During hardened software component execution, the signature values computed at run-time are compared with the compile-time ones. In the case a CFE is detected, an error variable is set, allowing to trigger possible mitigation strategies.

#### B. Common Control Flow Check Algorithms

Common CFC algorithms are Enhanced Control Flow Checking using Assertions (ECCA) [6], CFC by Software Signature (CFCSS) [7] and Yet Another Control-Flow Checking using Assertions (YACCA) [5]. The essential difference among these techniques is how signatures are computed, and how checks are performed. The methods mentioned above update signature only before performing a BB transition, limiting them to detect only CFEs causing illegal transitions between them (this is called inter-block detection).

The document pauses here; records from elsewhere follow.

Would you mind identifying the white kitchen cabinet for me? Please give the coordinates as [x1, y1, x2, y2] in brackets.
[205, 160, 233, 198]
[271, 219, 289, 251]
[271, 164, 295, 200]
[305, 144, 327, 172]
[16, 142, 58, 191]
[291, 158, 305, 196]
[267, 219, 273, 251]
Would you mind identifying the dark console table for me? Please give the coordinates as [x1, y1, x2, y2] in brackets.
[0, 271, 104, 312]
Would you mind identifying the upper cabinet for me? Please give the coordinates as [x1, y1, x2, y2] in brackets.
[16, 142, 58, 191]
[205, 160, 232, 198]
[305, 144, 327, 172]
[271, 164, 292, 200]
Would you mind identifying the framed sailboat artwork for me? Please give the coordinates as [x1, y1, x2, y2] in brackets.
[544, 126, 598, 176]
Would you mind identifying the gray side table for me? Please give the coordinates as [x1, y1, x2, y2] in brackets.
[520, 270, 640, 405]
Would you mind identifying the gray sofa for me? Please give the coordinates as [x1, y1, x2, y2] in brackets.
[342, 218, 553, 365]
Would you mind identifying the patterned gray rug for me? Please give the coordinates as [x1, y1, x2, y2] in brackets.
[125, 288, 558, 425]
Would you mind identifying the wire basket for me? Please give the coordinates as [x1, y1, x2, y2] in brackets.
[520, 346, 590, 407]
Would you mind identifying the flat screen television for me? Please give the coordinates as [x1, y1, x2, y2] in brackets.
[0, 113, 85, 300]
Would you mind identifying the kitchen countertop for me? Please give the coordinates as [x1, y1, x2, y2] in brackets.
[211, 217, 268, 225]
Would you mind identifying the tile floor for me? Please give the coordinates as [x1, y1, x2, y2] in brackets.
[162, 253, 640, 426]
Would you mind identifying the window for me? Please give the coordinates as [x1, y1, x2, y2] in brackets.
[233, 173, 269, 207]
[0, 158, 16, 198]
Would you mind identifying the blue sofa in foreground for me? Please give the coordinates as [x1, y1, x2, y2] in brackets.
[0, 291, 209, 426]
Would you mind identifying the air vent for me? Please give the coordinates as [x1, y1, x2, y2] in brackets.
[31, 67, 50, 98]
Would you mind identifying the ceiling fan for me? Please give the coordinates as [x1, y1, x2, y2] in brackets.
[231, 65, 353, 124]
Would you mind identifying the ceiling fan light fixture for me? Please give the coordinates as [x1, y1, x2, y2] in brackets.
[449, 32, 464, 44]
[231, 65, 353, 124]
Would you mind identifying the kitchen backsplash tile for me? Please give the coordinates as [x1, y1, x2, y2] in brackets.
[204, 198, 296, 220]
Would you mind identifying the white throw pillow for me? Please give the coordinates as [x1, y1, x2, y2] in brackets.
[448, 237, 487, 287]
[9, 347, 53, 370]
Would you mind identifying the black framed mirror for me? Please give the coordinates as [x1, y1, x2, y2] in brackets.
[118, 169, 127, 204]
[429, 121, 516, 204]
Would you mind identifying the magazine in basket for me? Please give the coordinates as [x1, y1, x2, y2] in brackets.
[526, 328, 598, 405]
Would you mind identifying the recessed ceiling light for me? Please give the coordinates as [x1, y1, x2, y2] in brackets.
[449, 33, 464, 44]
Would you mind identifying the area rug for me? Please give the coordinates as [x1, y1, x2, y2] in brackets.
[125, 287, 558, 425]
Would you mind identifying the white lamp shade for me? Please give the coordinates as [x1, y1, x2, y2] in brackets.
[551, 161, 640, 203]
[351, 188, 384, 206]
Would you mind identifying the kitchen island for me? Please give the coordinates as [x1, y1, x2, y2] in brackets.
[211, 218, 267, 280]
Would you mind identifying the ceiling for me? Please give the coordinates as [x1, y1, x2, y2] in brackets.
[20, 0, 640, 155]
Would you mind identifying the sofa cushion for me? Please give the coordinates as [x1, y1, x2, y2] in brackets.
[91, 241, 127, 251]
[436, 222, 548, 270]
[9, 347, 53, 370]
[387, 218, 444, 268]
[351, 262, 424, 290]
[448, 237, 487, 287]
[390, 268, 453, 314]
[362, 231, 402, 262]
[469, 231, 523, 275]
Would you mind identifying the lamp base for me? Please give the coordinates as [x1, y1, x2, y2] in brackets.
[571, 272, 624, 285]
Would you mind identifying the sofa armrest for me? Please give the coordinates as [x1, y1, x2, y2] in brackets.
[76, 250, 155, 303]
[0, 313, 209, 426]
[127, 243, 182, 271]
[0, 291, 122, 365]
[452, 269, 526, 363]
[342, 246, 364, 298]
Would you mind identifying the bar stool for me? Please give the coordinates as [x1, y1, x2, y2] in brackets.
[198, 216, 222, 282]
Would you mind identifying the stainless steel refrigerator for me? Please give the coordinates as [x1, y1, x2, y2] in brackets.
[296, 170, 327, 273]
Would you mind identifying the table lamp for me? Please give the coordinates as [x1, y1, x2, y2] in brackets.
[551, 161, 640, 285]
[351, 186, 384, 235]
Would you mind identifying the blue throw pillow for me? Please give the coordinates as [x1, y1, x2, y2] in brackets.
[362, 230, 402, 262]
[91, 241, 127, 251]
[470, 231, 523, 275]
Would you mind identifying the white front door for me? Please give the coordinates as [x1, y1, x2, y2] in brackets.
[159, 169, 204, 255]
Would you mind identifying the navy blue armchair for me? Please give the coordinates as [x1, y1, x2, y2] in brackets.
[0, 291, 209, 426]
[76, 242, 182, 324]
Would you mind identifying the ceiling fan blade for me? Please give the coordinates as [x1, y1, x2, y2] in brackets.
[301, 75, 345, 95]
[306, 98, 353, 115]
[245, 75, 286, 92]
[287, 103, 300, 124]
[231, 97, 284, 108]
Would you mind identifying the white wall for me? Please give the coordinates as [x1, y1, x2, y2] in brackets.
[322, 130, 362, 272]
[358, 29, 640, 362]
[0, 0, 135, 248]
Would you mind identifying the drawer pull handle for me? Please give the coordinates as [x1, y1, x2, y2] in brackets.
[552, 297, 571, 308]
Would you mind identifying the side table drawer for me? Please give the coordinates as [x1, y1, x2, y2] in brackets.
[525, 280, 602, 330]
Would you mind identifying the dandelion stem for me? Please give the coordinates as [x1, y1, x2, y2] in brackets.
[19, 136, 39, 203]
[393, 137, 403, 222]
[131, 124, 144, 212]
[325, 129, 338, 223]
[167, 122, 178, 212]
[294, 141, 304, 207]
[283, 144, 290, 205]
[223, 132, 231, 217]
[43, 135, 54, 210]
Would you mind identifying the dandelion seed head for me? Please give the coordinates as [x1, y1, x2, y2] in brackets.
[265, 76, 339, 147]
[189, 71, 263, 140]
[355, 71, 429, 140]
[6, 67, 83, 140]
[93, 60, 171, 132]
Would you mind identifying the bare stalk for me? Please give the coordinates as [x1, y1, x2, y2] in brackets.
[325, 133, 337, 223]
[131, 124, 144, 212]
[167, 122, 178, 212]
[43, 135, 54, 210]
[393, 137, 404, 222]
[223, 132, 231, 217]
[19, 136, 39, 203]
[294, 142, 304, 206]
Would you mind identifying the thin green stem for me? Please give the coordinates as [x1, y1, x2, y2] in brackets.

In order to obtain more coverage for these methods, detecting if some of the BB instructions are skipped or repeated (intra-block detection), new algorithms can be introduced. Relationship Signatures for Control Flow Checking (RSCFC) [8], Software Implemented Error Detection (SIED) [9], and Random Additive Control Flow Error Detection (RACFED) [10] update their signatures after each statement, allowing to check if they are executed in the correct order.

# III. ROAD TO CFC AND SOME SOLUTIONS

In the scenario of a multi-core microcontroller, in which each core can have a different ASIL, decomposition might be applied, by splitting the Technical Safety Requirements (TSRs) with highest ASILs in two: the computing-intensive part on lower integrity cores, and the checking of the latter proper functionality on higher-integrity ones.

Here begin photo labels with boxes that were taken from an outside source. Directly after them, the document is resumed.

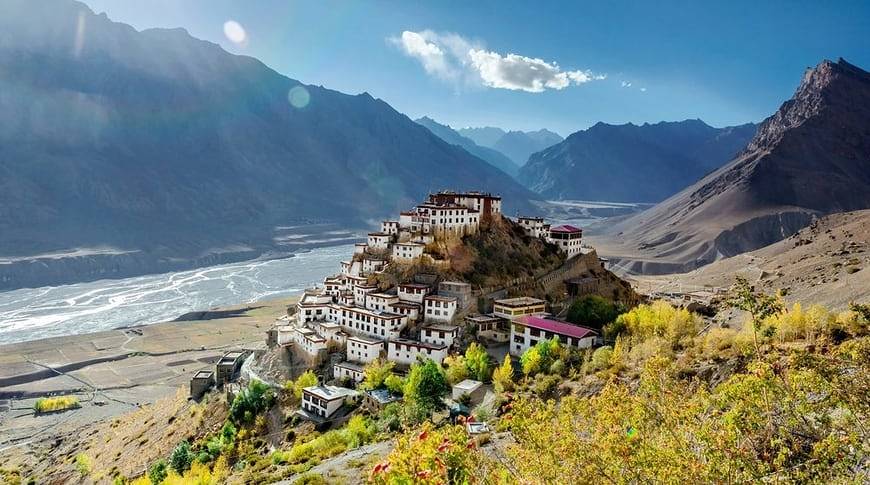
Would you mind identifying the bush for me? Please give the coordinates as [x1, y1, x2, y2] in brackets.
[566, 295, 619, 328]
[169, 441, 193, 475]
[76, 453, 93, 477]
[33, 396, 81, 413]
[230, 380, 275, 424]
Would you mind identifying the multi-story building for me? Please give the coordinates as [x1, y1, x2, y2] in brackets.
[387, 338, 447, 365]
[547, 224, 583, 258]
[399, 283, 429, 304]
[332, 361, 365, 382]
[302, 386, 359, 419]
[429, 191, 501, 216]
[346, 337, 384, 364]
[393, 242, 426, 261]
[423, 295, 458, 322]
[510, 315, 600, 356]
[420, 323, 459, 347]
[492, 296, 547, 320]
[517, 216, 550, 238]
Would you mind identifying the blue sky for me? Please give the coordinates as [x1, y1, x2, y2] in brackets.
[86, 0, 870, 135]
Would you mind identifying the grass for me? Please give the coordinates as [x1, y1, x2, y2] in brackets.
[33, 396, 81, 413]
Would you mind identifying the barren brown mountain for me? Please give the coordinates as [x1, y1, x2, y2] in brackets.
[592, 59, 870, 274]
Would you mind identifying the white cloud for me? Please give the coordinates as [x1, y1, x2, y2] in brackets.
[388, 30, 606, 93]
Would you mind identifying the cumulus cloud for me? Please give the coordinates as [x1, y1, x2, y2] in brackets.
[388, 30, 606, 93]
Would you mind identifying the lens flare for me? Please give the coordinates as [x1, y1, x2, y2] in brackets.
[287, 86, 311, 109]
[224, 20, 248, 45]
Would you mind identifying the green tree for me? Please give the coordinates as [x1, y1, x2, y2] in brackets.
[230, 379, 275, 423]
[148, 458, 169, 485]
[728, 276, 784, 357]
[169, 440, 193, 475]
[492, 355, 514, 392]
[465, 342, 492, 382]
[566, 295, 619, 328]
[404, 359, 450, 412]
[284, 369, 318, 399]
[520, 346, 543, 377]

This strategy is aimed to cover the failure modes of digital components with lower ASIL as specified in ISO 26262-11 Table 3, by introducing software safety mechanisms. The

idea is to decompose the TSR in hardware and software requirements, assuming that all the validation and testing activities are applied by the integrator.

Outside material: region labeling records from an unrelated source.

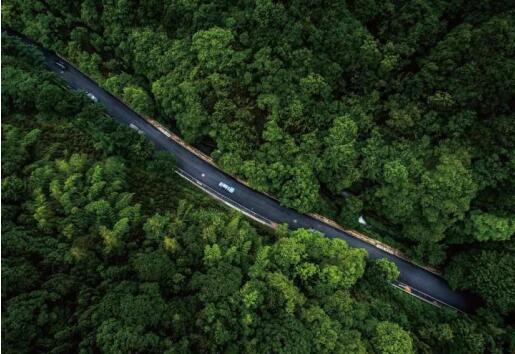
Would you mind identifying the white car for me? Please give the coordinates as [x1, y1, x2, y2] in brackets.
[129, 123, 145, 134]
[86, 92, 98, 102]
[218, 182, 234, 193]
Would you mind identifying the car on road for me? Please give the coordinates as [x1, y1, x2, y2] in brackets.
[129, 123, 145, 134]
[218, 182, 234, 193]
[55, 61, 68, 72]
[86, 92, 98, 102]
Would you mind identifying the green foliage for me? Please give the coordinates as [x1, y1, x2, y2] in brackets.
[2, 4, 515, 354]
[445, 249, 515, 314]
[372, 321, 414, 354]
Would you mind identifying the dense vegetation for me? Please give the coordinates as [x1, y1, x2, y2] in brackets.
[3, 0, 515, 268]
[2, 37, 514, 354]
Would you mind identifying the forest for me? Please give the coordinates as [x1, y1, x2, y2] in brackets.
[2, 31, 513, 354]
[2, 0, 515, 353]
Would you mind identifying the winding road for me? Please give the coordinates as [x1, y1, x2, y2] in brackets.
[2, 28, 478, 312]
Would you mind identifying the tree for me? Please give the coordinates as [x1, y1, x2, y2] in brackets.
[372, 321, 414, 354]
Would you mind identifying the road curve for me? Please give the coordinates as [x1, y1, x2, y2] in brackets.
[2, 28, 478, 312]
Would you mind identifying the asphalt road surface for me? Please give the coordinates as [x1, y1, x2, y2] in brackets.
[3, 28, 478, 312]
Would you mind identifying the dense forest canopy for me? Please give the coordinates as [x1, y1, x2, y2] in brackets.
[3, 0, 515, 265]
[2, 0, 515, 353]
[2, 36, 513, 354]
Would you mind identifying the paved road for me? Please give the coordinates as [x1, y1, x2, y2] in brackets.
[5, 29, 477, 312]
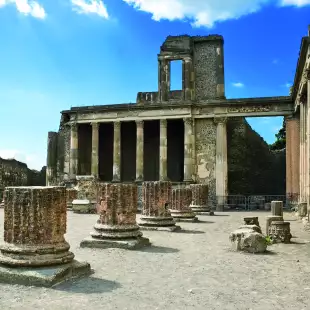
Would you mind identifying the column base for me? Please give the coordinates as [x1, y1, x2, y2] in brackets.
[80, 237, 151, 250]
[0, 260, 93, 287]
[138, 216, 181, 232]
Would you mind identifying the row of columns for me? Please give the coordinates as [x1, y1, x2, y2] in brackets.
[70, 118, 200, 182]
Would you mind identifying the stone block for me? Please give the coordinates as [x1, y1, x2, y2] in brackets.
[271, 201, 283, 216]
[0, 187, 91, 286]
[269, 221, 292, 243]
[170, 187, 198, 222]
[80, 183, 150, 249]
[266, 215, 283, 236]
[229, 227, 267, 253]
[189, 184, 211, 215]
[138, 181, 180, 231]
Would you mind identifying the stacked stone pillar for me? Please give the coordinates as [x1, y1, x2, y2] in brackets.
[91, 123, 99, 178]
[189, 184, 211, 215]
[113, 122, 121, 182]
[46, 131, 58, 186]
[214, 118, 228, 211]
[138, 181, 180, 231]
[170, 187, 198, 222]
[81, 183, 150, 249]
[0, 187, 90, 286]
[70, 123, 78, 179]
[136, 120, 144, 182]
[184, 118, 193, 183]
[159, 119, 168, 181]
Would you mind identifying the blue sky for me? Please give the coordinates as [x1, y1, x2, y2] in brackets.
[0, 0, 310, 169]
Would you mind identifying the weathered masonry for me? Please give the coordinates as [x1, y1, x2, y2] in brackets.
[47, 35, 294, 200]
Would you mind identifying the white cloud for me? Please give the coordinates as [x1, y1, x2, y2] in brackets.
[281, 0, 310, 7]
[0, 149, 46, 171]
[71, 0, 109, 19]
[123, 0, 310, 27]
[232, 82, 244, 88]
[0, 0, 46, 19]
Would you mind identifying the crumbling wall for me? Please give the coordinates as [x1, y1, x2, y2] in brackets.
[0, 157, 46, 202]
[227, 118, 285, 195]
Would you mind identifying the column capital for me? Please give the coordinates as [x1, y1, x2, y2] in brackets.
[160, 118, 167, 127]
[214, 117, 227, 124]
[183, 117, 193, 126]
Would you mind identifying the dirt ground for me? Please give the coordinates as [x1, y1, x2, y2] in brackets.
[0, 210, 310, 310]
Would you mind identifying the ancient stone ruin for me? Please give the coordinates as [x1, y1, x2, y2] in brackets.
[80, 183, 150, 249]
[0, 187, 91, 286]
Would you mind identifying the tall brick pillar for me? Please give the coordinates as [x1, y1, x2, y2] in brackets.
[285, 117, 300, 201]
[138, 181, 180, 231]
[70, 123, 79, 179]
[81, 183, 150, 249]
[184, 118, 193, 183]
[113, 122, 121, 182]
[189, 184, 211, 215]
[136, 120, 144, 182]
[159, 119, 168, 181]
[46, 131, 58, 186]
[0, 186, 90, 286]
[91, 123, 99, 178]
[214, 118, 228, 211]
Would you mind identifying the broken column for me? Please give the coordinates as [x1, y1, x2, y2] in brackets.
[170, 187, 198, 222]
[80, 183, 150, 249]
[189, 184, 211, 215]
[0, 186, 91, 286]
[138, 181, 180, 231]
[271, 201, 283, 216]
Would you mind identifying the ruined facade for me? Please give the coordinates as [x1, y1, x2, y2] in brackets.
[47, 35, 293, 201]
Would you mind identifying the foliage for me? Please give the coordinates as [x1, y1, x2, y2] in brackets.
[269, 119, 286, 151]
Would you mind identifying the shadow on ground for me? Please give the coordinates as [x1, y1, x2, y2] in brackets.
[53, 277, 121, 294]
[136, 245, 180, 254]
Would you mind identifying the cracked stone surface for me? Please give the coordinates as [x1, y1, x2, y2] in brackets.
[0, 209, 310, 310]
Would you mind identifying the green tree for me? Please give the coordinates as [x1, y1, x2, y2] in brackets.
[270, 118, 286, 151]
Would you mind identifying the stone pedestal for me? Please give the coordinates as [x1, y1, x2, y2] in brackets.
[138, 181, 181, 231]
[269, 221, 292, 243]
[0, 187, 91, 286]
[271, 201, 283, 216]
[80, 183, 150, 249]
[66, 188, 77, 210]
[266, 215, 283, 236]
[244, 216, 259, 226]
[189, 184, 211, 215]
[170, 188, 198, 222]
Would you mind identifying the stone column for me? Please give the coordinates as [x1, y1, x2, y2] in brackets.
[70, 123, 78, 179]
[184, 118, 193, 183]
[214, 118, 228, 211]
[0, 186, 90, 286]
[46, 131, 58, 186]
[113, 122, 121, 182]
[159, 119, 168, 181]
[170, 187, 198, 222]
[91, 123, 99, 178]
[136, 120, 144, 182]
[216, 41, 225, 99]
[285, 117, 300, 202]
[189, 184, 211, 215]
[158, 58, 170, 102]
[80, 183, 150, 249]
[183, 57, 193, 100]
[138, 181, 180, 231]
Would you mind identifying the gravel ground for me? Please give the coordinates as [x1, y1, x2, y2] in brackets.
[0, 210, 310, 310]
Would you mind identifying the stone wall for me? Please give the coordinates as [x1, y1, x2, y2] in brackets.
[0, 157, 46, 200]
[227, 118, 285, 195]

The considered application to be hardened, as explained in the subsections III-B and III-C, is in charge to control the steering lock of a car. Since an engagement of the steering lock during the driving can provoke an accident, the steering lock functionality is safety related and classified as ASIL-D.

#### A. Technical Safety Concept (TSC) example

This section provides an example of TSC, assuming that an ASIL-D TSR is allocated to the system under analysis. The generic TSR can be specified as follows:

**TSR**: In case of failure, the system shall apply the safety related function within 100ms, ASIL-D.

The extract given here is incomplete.